Undersigned: Oh, I’m not much of a theologian. Hardly more than in name, really.

Bishop: I can’t offer you coffee, I’m afraid, because madam is not at home. Even bishops’ wives don’t stay home in the evenings any more: society’s going to pieces nowadays. Well now, my boy, you seem to be a nice young fellow. I’ve had my eye on you since last year, when you wrote up the minutes of the synod for us. It was a masterpiece, the way you got all their drivel down, word for word. We’ve never had a theologian who knew shorthand before. And you also know how to handle that phonograph or whatever it’s called.

Undersigned: We call it a tape recorder. Phonograph is better.

Bishop: All this gramophone business nowadays, heavens above! Can you also do television? That’s even more fantastic! Just like the cinema—after two minutes I’m sound asleep. [. . .]

Bishop: What do you say to putting your best foot forward and going to Snaefellsjokull to conduct the most important investigation at that world-famous mountain since the days of Jules Verne? I pay civil service rates.

Undersigned: Don’t ask me to perform any heroic deeds. Besides, I’ve heard that heroic deeds are never performed on civil service rates. I’m not cut out for derring-do. But if I could deliver a letter for your Grace out at Glacier or something of that sort, that shouldn’t be beyond my capacities.
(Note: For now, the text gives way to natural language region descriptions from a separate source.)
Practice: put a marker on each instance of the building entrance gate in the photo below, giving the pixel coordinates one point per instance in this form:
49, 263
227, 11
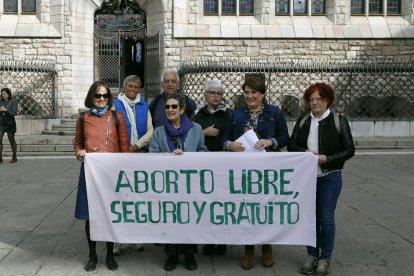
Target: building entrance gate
122, 47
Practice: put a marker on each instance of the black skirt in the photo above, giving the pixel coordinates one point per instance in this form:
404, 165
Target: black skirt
7, 123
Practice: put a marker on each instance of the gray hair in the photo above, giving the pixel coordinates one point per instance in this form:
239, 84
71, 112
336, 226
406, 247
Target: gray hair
213, 84
169, 70
132, 78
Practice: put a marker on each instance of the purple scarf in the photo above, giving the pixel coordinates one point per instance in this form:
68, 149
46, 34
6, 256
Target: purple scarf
176, 137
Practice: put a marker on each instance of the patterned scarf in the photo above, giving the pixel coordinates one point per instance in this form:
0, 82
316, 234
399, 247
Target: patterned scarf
98, 111
129, 107
176, 137
253, 120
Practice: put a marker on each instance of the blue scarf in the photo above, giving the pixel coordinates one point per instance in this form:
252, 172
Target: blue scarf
98, 111
176, 137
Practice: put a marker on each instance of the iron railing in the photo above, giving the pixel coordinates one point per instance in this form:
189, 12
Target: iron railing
363, 90
32, 84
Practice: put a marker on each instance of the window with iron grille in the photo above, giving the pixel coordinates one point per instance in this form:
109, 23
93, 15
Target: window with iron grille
211, 7
375, 7
12, 6
229, 7
300, 7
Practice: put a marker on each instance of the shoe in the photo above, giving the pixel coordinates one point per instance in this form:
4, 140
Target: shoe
190, 262
247, 262
323, 267
91, 264
267, 255
220, 250
136, 246
171, 263
309, 267
111, 262
208, 249
117, 251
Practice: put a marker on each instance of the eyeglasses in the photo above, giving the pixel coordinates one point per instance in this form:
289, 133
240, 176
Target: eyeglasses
98, 96
215, 94
173, 106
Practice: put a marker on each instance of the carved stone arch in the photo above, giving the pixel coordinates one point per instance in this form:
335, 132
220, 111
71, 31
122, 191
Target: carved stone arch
120, 43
Bishop: I want to send you on a three-day journey or so on my behalf. I’ll be giving you a written brief for the mission. I’m going to ask you to call on the minister there, pastor Jon Primus, for me, and tell him he is to put you up. There’s something that needs investigating out there in the west.

Undersigned: What’s to be investigated, if I may ask?
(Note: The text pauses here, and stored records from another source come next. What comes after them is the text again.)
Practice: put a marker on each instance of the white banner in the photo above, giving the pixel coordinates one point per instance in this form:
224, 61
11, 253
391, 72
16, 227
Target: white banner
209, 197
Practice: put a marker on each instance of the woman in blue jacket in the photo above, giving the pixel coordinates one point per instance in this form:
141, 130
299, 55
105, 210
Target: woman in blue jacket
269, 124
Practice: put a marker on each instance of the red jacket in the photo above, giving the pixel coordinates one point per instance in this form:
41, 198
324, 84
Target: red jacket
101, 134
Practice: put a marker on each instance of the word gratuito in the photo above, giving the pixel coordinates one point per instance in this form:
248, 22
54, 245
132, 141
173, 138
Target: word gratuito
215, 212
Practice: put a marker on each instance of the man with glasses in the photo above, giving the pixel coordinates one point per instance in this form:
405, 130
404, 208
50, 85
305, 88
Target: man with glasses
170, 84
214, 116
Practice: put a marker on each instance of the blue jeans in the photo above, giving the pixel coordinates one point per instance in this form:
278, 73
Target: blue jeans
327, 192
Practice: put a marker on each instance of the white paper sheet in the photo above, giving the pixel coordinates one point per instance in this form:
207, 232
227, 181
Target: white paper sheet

Bishop: we need to investigate Christianity at Glacier. [. . .]

What I want to know, because I happen to be the office boy at the Ministry of Ecclesiastical Affairs, is first of all why doesn’t the man keep the church in good repair? And why doesn’t he hold divine service? Why doesn’t he baptise the children? Why doesn’t he bury the dead? why hasn’t he drawn his stipend for ten or twenty years? Does that mean he’s perhaps a better believer than the rest of us? And what does the congregation say? On three successive visitations I have instructed the old fellow to put these matters right. The office has written him all of fifty letters. And never a word in reply, of course. But you can’t warn a man more than three times, let alone threaten him—the fourth time the threat just lulls him to sleep; after that there’s nothing for it but summary defrocking. But where are the crimes? That’s the whole point! An investigation is called for. There are some cock-and-bull stories going around just now that he has allowed a corpse to be deposited int the glacier. What corpse? It’s an absolute scandal! Kindly check it!